Dès lors, l'obligation de demander un certificat de capacité à mariage qui n'est plus seulement de nature juridique, mais qui tend à certifier la réalité de l'intention matrimoniale, se heurte à l'impossibilité d'informer les Français dispersés dans le monde entier de cette nouvelle règle.
Ainsi, en Allemagne, où vivent entre 200 000 et 300 000 Français, il ne reste plus que trois consulats. Imaginez le cas d'un Français qui habiterait à Osnabrück - c'est d'ailleurs le cas de beaucoup d'Angevins, puisqu'il existe un jumelage entre cette ville et la ville d'Angers -, c'est-à-dire à 424 kilomètres du consulat de Berlin. Si cette personne souhaite épouser une Néerlandaise résidant à proximité - Osnabrück se situe près de la frontière avec les Pays-Bas -, comment pourra-t-elle savoir qu'elle doit demander un certificat de capacité à mariage au consulat de Berlin ?
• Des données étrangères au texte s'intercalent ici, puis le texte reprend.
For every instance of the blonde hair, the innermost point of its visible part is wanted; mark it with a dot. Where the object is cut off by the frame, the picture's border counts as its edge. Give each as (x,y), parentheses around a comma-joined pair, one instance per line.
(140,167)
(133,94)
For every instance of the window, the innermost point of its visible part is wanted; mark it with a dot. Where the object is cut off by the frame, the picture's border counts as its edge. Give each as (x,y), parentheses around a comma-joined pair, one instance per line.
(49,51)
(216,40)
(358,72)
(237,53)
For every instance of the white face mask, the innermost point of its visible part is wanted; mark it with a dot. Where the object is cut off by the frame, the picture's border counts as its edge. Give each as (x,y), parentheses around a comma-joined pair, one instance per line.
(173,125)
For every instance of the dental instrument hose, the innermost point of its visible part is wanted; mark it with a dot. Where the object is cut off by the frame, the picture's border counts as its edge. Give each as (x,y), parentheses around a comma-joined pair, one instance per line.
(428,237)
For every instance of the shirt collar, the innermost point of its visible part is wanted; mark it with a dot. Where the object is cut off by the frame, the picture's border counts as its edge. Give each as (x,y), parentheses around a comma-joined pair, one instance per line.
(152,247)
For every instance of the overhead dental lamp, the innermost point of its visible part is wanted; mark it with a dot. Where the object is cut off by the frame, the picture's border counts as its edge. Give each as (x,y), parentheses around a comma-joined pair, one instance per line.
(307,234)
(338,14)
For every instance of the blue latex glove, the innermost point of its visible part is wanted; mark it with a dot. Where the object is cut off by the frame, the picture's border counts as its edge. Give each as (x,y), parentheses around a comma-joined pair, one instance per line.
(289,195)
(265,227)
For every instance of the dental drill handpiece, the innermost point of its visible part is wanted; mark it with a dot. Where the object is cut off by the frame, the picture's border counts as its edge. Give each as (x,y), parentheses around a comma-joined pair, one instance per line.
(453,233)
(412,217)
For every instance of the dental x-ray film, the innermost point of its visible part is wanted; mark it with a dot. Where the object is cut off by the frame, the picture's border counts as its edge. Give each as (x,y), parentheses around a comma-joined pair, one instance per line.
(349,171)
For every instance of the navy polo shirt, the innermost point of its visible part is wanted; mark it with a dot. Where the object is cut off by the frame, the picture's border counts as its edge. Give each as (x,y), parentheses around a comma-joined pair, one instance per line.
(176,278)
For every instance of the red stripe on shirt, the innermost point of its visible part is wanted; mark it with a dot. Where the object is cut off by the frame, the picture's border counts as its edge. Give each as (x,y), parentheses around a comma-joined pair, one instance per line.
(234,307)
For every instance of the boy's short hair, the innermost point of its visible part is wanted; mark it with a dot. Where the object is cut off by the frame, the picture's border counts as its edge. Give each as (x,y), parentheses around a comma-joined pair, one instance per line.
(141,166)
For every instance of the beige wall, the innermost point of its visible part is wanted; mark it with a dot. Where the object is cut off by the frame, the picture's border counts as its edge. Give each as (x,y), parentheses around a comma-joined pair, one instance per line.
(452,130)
Il faudra des années pour que des Français établis de longue date hors de France et bien insérés dans leur pays d'accueil, qui ne comprendront rien à ce qui leur sera demandé, assimilent cette nouvelle obligation. Dans ces conditions, le parallélisme des pratiques et des formes que tend à instituer la règle du certificat de capacité à mariage ne tient pas du tout compte de la réalité de l'expatriation ni de la dispersion des personnes concernées.
Il est un autre élément dont je suis certaine : dans la ville de Fès, par exemple, où il y a de multiples officines autour du consulat pour aider les personnes dans la demande d'un visa ou d'un document administratif, le certificat de capacité à mariage sera sollicité dans les formes, que l'intention matrimoniale soit réelle ou non !
Ainsi, les Français de bonne foi qui ne seront pas au courant de ce nouveau dispositif rencontreront des problèmes, tandis que des personnes moins honnêtes - le consulat de Fès est celui où l'on constate le plus de cas litigieux - sauront parfaitement se mettre en règle.
J'attire également votre attention sur la multiplication des auditions. Ce ne sont non plus quelques milliers d'auditions, mais des dizaines de milliers, qui devront être réalisées. De ce point de vue, il me semble indispensable d'adopter l'amendement tendant à permettre aux consuls de ne pas systématiquement procéder à une audition quand il n'y a pas eu de certificat de capacité à mariage. Dans le cas contraire, il leur serait impossible de mener à bien leur mission.
Je voudrais également insister sur les délais, qui sont à la fois trop courts pour que la justice puisse enquêter et statuer et trop longs pour les couples auxquels ils interdisent trop longtemps de mener une vie commune.
Permettez-moi de mentionner quelques exemples.
Le parquet dispose de deux mois pour décider si un refus de certificat de capacité à mariage est justifié ou non. Or, lorsqu'un des conjoints réside à des milliers de kilomètres, est-il réellement possible de mener une enquête en deux mois ? Le parquet ne statuera pas dans les délais et les certificats seront délivrés par défaut. Autrement dit, ce certificat de capacité à mariage n'aura fait que retarder le mariage sans y mettre d'obstacles, même si le défaut d'intention matrimoniale est finalement avéré.
Il en est de même du délai de six mois dont dispose le procureur pour se prononcer sur une transcription ou sur une annulation et du délai d'un mois qu'a le TGI pour statuer.
De tels dispositifs sont adaptés pour une justice villageoise, mais pas pour une justice internationale ! Les délais et les procédures sont totalement inadaptés.
Or ces délais cumulés, à la fois trop longs pour les couples et trop courts pour que les procédures soient correctement réalisées, exposent les pouvoirs publics à des recours judiciaires d'époux abusivement séparés pendant plusieurs années. En effet, si la réalité de l'intention matrimoniale est reconnue au bout de toutes ces années, les personnes concernées seront en droit d'attaquer l'État français et de réclamer des dommages et intérêts.